MFI loans rise 83 percent

Harare Bureau
LOANS from microfinance institutions (MFIs) rose 83,24 percent to $177,8 million in six months to June as a result of improving levels of funding in the sector particularly by institutional shareholders, development oriented donor funders and offshore funders. The total loans in the sector constituted about 4,7 percent of total banking sector loans of $3,81 billion, according to the Reserve Bank of Zimbabwe.
Zimbabwe has 130 registered microfinance institutions under the supervision of the central bank.

The RBZ however said the microfinance loan portfolio was skewed towards consumption at the expense of productive sector funding.
Consumption lending which is largely comprises salary based loans constituted 67 percent of total loans.

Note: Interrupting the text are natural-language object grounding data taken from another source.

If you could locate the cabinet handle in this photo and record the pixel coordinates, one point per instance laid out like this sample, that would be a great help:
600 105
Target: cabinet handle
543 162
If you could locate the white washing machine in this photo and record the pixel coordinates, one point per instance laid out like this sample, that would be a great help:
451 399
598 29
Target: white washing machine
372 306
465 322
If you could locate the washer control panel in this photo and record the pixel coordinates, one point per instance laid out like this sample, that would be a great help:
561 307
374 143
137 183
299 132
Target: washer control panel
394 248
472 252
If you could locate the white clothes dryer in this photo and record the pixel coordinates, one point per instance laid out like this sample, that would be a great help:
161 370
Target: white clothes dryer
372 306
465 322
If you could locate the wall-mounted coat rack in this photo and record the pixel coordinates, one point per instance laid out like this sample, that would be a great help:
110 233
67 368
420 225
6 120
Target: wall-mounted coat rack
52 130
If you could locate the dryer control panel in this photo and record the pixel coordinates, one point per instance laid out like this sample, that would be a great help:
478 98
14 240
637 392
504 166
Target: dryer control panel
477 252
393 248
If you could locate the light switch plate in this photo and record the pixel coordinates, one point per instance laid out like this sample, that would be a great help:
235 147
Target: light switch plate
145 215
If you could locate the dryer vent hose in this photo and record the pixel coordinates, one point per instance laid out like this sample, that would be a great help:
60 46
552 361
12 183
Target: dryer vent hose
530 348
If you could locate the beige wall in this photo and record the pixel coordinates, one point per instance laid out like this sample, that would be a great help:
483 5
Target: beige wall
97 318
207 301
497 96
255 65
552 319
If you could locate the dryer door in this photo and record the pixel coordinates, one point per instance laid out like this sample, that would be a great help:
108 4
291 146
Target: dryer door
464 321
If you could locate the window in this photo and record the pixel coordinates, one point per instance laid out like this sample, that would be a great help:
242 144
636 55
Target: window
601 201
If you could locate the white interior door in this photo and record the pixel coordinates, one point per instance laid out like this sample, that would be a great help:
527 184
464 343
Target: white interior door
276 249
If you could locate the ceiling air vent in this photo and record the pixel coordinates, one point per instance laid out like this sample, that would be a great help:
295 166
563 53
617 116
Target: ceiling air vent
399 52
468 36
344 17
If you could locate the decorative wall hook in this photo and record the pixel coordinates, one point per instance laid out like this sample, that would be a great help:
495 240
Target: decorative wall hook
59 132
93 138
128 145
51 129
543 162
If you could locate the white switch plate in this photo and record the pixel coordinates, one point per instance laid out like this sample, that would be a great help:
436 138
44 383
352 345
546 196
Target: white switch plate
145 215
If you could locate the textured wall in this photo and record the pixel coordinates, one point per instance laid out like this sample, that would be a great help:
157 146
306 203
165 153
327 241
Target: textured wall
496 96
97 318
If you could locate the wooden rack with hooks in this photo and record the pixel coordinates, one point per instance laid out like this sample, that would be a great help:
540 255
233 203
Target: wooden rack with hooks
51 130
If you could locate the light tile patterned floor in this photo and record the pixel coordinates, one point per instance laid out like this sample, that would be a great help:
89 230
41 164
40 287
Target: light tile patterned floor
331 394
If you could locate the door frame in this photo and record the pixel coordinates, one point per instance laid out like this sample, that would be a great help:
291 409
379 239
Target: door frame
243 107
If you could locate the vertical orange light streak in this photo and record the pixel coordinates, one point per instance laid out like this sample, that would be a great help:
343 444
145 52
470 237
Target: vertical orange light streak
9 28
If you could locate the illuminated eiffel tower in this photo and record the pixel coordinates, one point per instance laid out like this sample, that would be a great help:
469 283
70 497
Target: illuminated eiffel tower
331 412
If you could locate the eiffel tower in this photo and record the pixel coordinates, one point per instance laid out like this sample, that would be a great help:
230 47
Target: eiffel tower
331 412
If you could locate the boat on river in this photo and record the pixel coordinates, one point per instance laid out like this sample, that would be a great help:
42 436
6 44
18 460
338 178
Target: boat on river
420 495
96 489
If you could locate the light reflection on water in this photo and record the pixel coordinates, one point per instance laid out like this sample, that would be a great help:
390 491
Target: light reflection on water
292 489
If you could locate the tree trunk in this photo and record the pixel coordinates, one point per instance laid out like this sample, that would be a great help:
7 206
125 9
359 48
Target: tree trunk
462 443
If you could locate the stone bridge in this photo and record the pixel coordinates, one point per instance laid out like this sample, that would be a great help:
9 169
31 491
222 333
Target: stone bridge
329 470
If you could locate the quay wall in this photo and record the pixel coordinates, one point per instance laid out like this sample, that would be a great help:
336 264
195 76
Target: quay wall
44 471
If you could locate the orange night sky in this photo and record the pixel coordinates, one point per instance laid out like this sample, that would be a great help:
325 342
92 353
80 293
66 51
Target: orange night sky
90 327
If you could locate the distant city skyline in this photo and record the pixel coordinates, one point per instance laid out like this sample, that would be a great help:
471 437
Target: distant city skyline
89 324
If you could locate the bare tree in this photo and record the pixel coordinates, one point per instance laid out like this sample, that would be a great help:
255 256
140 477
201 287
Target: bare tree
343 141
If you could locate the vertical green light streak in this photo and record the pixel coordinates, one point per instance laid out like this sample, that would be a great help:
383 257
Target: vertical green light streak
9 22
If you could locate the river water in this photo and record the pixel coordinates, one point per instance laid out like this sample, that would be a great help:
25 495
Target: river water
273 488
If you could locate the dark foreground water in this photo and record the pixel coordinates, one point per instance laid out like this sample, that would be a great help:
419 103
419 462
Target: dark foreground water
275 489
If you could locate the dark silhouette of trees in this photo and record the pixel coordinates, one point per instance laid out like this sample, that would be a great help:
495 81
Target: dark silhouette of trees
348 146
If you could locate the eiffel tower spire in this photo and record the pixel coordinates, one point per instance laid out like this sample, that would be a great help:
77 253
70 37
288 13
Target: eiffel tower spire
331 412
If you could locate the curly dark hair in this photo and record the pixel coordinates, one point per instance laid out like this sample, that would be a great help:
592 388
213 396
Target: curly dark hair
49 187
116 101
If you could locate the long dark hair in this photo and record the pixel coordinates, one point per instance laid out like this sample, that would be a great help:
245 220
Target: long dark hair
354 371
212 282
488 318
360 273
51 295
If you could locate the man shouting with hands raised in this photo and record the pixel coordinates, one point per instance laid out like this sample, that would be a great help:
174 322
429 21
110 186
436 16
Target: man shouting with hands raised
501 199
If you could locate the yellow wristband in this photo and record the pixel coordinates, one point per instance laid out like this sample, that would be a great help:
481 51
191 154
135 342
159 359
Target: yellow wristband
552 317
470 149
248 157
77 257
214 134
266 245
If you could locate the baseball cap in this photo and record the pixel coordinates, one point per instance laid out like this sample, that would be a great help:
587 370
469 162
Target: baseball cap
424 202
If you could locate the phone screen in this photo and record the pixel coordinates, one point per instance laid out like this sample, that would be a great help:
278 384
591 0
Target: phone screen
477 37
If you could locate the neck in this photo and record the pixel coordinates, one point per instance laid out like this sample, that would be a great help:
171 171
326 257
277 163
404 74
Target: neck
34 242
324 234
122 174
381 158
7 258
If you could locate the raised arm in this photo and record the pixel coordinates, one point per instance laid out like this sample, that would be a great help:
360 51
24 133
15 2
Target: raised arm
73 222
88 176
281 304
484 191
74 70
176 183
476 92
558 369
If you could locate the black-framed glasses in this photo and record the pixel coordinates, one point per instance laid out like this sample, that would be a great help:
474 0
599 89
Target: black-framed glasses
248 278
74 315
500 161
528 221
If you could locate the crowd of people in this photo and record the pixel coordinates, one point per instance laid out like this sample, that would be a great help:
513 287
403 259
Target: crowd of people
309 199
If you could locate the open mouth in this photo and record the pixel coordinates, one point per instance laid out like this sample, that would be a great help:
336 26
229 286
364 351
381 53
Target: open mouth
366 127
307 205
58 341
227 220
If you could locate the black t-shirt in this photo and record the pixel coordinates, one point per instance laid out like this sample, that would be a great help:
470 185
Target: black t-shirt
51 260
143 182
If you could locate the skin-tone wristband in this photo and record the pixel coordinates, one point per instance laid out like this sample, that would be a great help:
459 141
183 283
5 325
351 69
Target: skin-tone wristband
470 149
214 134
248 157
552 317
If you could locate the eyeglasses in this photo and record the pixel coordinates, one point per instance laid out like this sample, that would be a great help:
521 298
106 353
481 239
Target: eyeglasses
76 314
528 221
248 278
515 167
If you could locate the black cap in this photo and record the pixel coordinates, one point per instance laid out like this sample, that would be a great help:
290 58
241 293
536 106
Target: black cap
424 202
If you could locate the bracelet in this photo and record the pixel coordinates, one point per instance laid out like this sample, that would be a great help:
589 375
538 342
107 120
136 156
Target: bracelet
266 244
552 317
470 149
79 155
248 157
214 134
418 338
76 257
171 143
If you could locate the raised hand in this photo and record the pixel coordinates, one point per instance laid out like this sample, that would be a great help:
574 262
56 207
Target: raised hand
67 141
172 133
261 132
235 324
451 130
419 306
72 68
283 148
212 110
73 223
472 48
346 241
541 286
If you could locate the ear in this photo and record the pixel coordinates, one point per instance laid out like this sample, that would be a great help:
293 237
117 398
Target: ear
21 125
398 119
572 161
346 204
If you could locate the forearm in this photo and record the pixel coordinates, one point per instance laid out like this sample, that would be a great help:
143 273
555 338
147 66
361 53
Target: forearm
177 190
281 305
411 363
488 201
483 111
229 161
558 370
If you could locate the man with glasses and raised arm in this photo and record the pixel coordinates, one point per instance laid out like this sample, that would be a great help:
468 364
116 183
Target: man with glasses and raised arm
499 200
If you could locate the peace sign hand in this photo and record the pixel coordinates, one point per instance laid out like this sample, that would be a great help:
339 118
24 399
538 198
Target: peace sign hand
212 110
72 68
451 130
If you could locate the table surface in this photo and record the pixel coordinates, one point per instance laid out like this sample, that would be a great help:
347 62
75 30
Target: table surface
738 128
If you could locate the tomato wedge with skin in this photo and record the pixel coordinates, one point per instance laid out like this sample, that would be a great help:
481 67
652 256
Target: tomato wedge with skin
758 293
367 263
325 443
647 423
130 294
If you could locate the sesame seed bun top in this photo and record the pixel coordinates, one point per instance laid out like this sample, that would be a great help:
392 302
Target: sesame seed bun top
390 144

The largest and second portfolio quality as measured by the Portfolio at Risk (30 days) improved during the last quarter as reflected by the decline in the PaR for the sector from 27,14 percent as at March 31, 2014 to 14,56 percent as at June 30, 2014.

“The improvement is attributed to efforts by the industry to enhance credit analysis in an effort to curtail over indebtedness among borrowers,” said the central bank.

“A number of MFIs are increasingly making use of credit checks while others are resorting to offering salary based loans whose repayments are based on deductions at source.”

The number of MFIs has been fluctuating as some institutions have not been able to renew operating licences due to viability challenges emanating from high levels of delinquent loans.

The top 10 microfinance institutions controlled 40 percent of the market share in terms of total loans.
Analysts said with most MFI’s lending to urban based population or civil servants Salary Services Bureau employees, there is a lack of microcredit, micro insurance and micro deposit taking institutions in the rural areas, where the bulk of the population is living.

“Private sector players need to move beyond the traditional urban micro finance model,” said one analyst.
“They need to source funding from donor and Development Finance Institutions as well as private equity players.

“The current growth in small scale agriculture and related downstream industries creates a viable growth market for micro lending.”